Sonunda farecik, başı önde umutsuz bir şekilde eve döner. Çiftçinin fare tuzağı ile bir gün tek başına karşılaşmak zorunda olduğunu anlamıştır.

O gece evin içinde sanki ölüm sessizliği vardır. Minik farecik aç ve susuzdur. Tam yorgunluktan gözleri kapanacken birden bir ses duyulur. Gecenin sessizliğini bölen gürültü, fare kapanından gelmektedir.

Çiftçinin karısı, ne yakalandığını görmek için yatağından fırlar ve mutfağa koşar. Karanlıkta kapana, zehirli bir yılanın kuyruğunun kısıldığını fark edemez.
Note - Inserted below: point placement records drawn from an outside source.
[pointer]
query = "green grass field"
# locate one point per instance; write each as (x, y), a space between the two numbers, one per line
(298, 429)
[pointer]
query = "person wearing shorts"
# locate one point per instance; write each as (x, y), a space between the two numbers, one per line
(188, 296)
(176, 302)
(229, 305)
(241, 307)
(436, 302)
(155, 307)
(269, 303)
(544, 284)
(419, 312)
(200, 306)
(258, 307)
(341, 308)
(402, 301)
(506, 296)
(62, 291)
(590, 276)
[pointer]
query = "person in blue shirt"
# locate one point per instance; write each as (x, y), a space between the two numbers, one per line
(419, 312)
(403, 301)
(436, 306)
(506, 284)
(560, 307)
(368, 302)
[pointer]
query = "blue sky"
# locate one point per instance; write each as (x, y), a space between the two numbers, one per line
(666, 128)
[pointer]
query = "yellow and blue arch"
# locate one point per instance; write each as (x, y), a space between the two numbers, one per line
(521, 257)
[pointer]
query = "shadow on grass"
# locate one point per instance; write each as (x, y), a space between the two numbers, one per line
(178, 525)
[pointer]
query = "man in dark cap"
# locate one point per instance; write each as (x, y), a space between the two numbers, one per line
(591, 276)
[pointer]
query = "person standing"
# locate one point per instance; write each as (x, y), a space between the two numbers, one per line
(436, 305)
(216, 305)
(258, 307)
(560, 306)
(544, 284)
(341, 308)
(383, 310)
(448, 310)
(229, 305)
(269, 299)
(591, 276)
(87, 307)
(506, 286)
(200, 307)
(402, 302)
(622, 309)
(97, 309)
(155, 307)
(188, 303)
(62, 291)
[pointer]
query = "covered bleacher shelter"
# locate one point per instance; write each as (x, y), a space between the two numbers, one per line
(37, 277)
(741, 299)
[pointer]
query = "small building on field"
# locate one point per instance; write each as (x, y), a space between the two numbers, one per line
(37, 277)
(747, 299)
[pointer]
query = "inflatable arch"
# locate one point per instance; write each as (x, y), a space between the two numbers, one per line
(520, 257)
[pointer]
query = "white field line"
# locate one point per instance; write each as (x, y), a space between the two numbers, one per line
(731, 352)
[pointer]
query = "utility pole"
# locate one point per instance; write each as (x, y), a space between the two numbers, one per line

Kuyruğu kapana kısılan yılanın canı yanmaktadır ve aniden çiftçinin karısını ısırır.

Çiftçi, karısını apar topar doktora götürür. Doktor, zehri temizler ve sarar. Eve dönerler ama kadının ateşi bir türlü düşmez. Böyle durumlarda taze tavuk suyunun gerekli olduğunu bilen çiftçi bıçağını alıp bahçeye koşar. Karısı taze tavuk suyu çorbasını içerek biraz kendine gelir. Kadının hastalığını duyan komşular ziyarete gelirler. Onlara ikram etmek için çiftçi domuzunu keser.

Çiftçinin karısı gittikçe kötüye gitmektedir ve birkaç gün sonra ölür. Cenazesine çok sayıda kişi gelince hepsine yeterli et sağlamak için çiftçi ineği mezbahaya yollar. Fare tüm bu olanları büyük üzüntü ile duvardaki deliğinden izler.

Benim bu hikayeden çıkardığım ders, "farenin derdini daha etkili anlatacak yöntemler" geliştirmesi gerektiğidir. Zira canını kurtarmış da olsa, koca çiftlikte tek başına yaşamak hoş olmasa gerek.

 
Toplam blog
: 9
: 1126
Kayıt tarihi
: 05.07.06
 
 

Tevellüdüm 1970, evliyim ve bir oğlum var. Nedense iflah olmaz bir muhalifim. Doğma büyüme İstanb..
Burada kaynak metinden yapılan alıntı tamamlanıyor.